As defined above, RC uses programmable FPGAs. Current FPGA technology provides more than 10 million logic elements, internal clock rates over 200MHz, and pin toggle rates approaching 10Gb/s. With these large devices, the scope of applications that can target an FPGA has dramatically increased. The challenges to using FPGAs effectively fall into two categories: ease of use and performance. Ease of use issues include the following:
Methodology of generating the “program” or bitstream for the FPGA
Ability to debug an application running on both the microprocessor and FPGA
Interface between the application and the system or Application Programming Interface (API)
Performance issues include the following:
Data movement (bandwidth) between microprocessors and FPGAs
Latency of communication between microprocessors and FPGAs
Scalability of the system topology
Historically, programming an FPGA required a hardware design engineer. (Non-hardware designers can program FPGAs with the newer tools described in “Getting Started with RASC Programming”). Typically, an algorithm was hand translated into a Hardware Description Language (HDL), verified by human-generated HDL tests, synthesized into logic elements, physically placed in the FPGA and then analyzed for speed of operation. If errors occurred, these design and verification steps were repeated. This iterative process is conducive for semiconductor chip design, but it impedes the rapid proto-typing and solution oriented goals of application-specific programming.
Debugging FPGAs requires specialized logic to be inserted into register transfer level (RTL) code. Then, FPGA-specific tools, along with typical microprocessor debug methods, are used to analyze anomalies in application behavior.
Lastly, users are hampered by the lack of standardized application interfaces. This deficiency forces recoding when hardware or platform upgrades become available--a time-consuming and error-inducing process.
Performance is the fundamental reason for using RC systems. By mapping algorithms to hardware, designers can tailor not only the computational components, but also perform data flow optimization to match the algorithm. Today's FPGAs provide over a terabyte per second of memory bandwidth from small on-chip memories as well as tens of billions of operations per second. Transferring data to the FPGA and receiving the results poses a difficult challenge to RC system designers. In addition to bandwidth, efficient use of FPGA resources requires low latency communication between the host microprocessor and the FPGAs. When low latency is achieved, scaling and optimization across multiple computational elements can occur, often called load balancing.
Although challenges abound, RC systems allow users to explore solutions that are not viable in today's limited computing environments. The benefits in size, speed, and power alone make RC systems a necessity.

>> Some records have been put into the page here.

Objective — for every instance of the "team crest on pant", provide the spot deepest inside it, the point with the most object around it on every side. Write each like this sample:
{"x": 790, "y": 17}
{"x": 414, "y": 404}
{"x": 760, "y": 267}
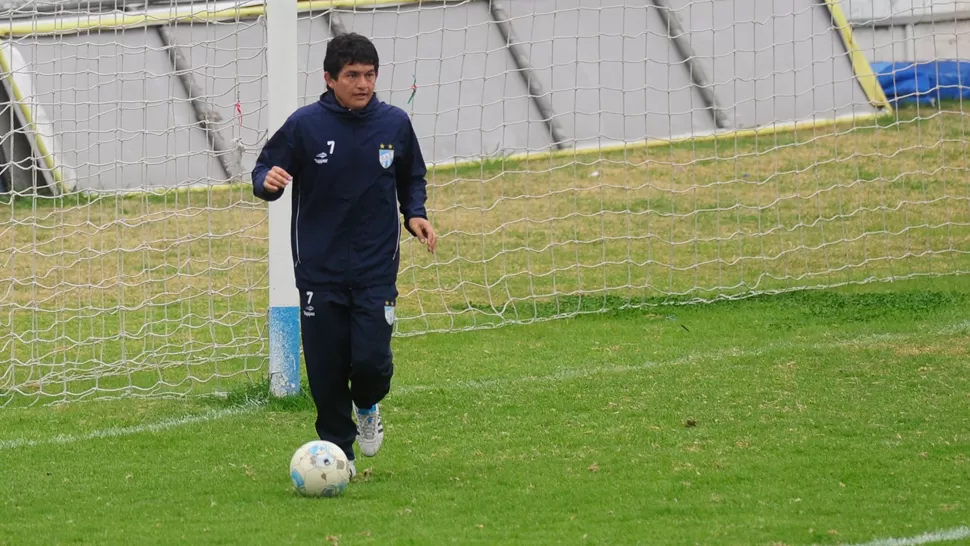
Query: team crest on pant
{"x": 386, "y": 156}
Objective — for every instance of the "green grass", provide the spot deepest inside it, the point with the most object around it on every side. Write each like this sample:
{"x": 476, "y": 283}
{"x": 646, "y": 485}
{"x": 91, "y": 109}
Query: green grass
{"x": 789, "y": 417}
{"x": 167, "y": 291}
{"x": 818, "y": 417}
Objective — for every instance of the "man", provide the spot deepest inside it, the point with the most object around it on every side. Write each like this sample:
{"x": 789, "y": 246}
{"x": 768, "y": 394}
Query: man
{"x": 352, "y": 160}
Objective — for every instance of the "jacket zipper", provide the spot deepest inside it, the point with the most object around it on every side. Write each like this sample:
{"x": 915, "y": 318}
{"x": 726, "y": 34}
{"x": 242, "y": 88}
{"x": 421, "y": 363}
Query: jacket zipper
{"x": 397, "y": 220}
{"x": 299, "y": 194}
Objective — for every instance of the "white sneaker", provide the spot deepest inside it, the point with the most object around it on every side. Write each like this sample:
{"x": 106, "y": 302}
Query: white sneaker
{"x": 370, "y": 430}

SGI was founded in 1982 based on Stanford University's research in accelerating a specific application, three dimensional graphics. SGI pioneered acceleration of graphics through hardware setting records and providing technological capabilities that were impossible without specialized computational elements. Tackling difficult problems required a supercomputer with capabilities that were not available from other computer vendors. SGI chose to develop its own large scale supercomputer with the features needed to drive graphics. The development of large scale single system image (SSI) machines was also pioneered at SGI. From the early days systems such as Power Series, Challenge, and Power Challenge defined large shared bus SSI systems, but the focus continued to be on providing the high bandwidth and scaling that was needed to drive graphics applications. To transcend the 36 microprocessor Challenge Series systems, conventional single backplane architectures were not sufficient. SGI returned again to its roots at Stanford University and the Distributed Architecture for Shared (DASH) memory project. The original concepts for cache coherent non-uniform memory access (ccNUMA) architecture are based on the DASH memory project. The ccNUMA architecture allows for distributed memory through the use of a directory-based coherency scheme, removing the need for large common busses like those in the Challenge systems. Without the restrictions of a single bus, bandwidth for the system increased by orders of magnitude, while latency was reduced. This architecture has allowed SGI to set new records for system scalability including 1024 CPU SSI, 1TB/s Streams benchmark performance, and many others.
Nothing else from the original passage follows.